M.C. Escher has been a great source of creative inspiration for me. For a long time, I have tried very hard to capture his never-ending stairs (from Ascending and Descending, 1960) in a tessellation but have yet to succeed. However, in my pursuit I managed to capture some essence of the question "Is it going up this way or that way?" raised by Relativity, 1953, as can be seen in my Zipper Tessellation above. From this stating point, I was able to find several variations, each one made from a single sheet of paper. Two such variations are circular: a Zipper Ring and a three-layer variation each shown below.

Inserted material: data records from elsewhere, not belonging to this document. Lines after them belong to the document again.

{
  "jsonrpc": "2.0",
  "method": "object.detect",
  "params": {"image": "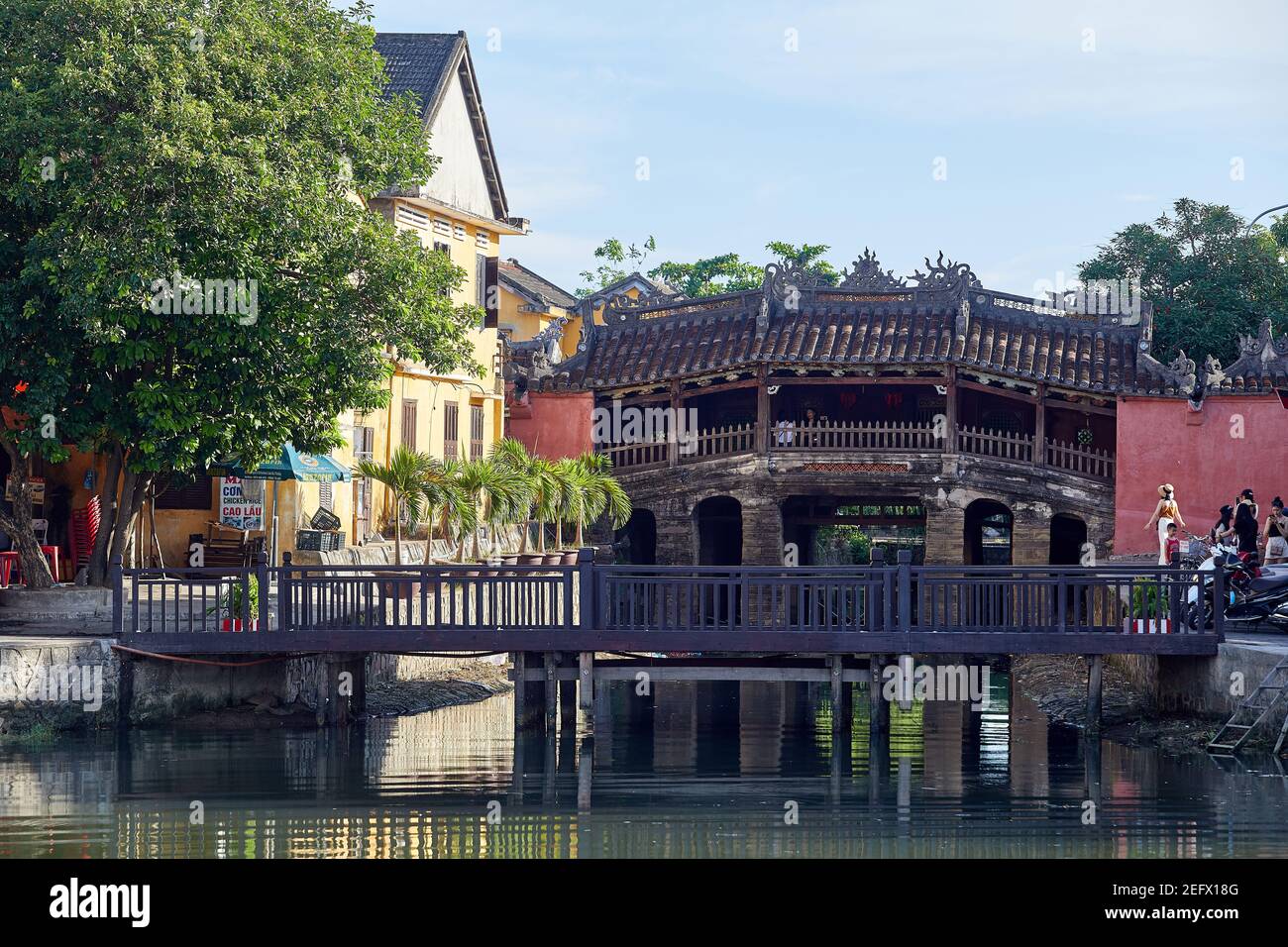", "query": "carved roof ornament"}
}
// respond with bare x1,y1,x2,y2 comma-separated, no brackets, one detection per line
912,250,984,292
837,248,907,292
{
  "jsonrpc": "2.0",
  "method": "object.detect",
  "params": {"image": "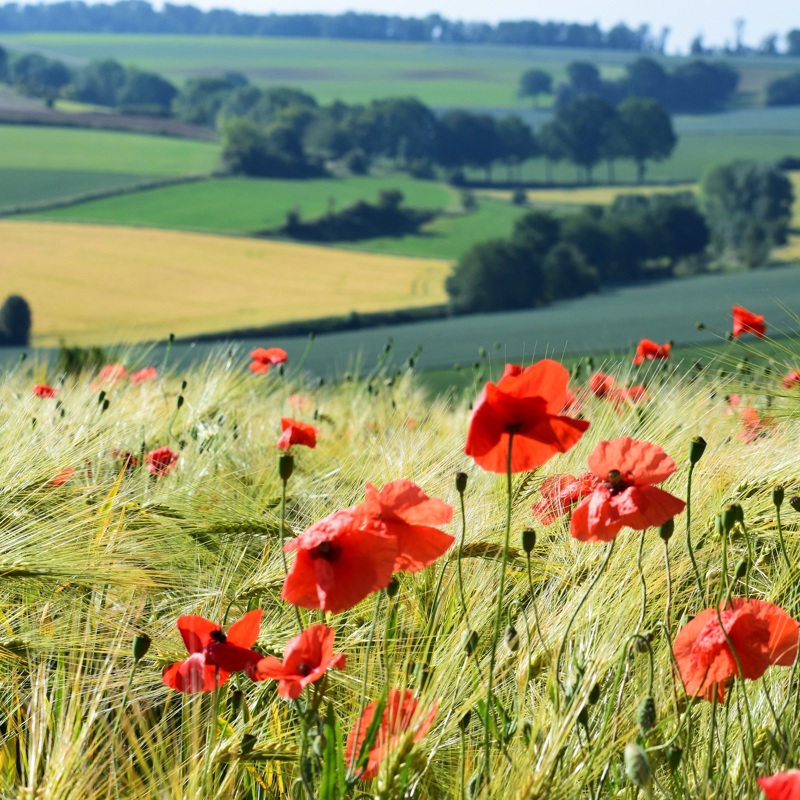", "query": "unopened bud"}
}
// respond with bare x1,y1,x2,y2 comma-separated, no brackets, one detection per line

All three models are minor variations on the same pattern that range in difficulty. Let's begin with the simplest, the Zipper Ring, which is not a regular tessellation, but is easier to collapse than the flat version. You can find full diagrams for this model here. From there, try to make the three-layered version as an extension of the ring, comparing the original ring's crease pattern to that of the three-layered version. Achieving this, you can try the original Zipper Tessellation, which is much harder to collapse. Note that you can collapse it either flat or in tubular form. Two additional variations, my Zipper Vase and "Go THIS Way!" tessellation are shown below. You can find crease patterns and assembly discussion for these last three in this document. I do hope you enjoy folding these. Just try not to get disoriented!

-Ilan Garibi


Wonderful. I just tried this model today. It's really fun to fold. I will try to add more layers later.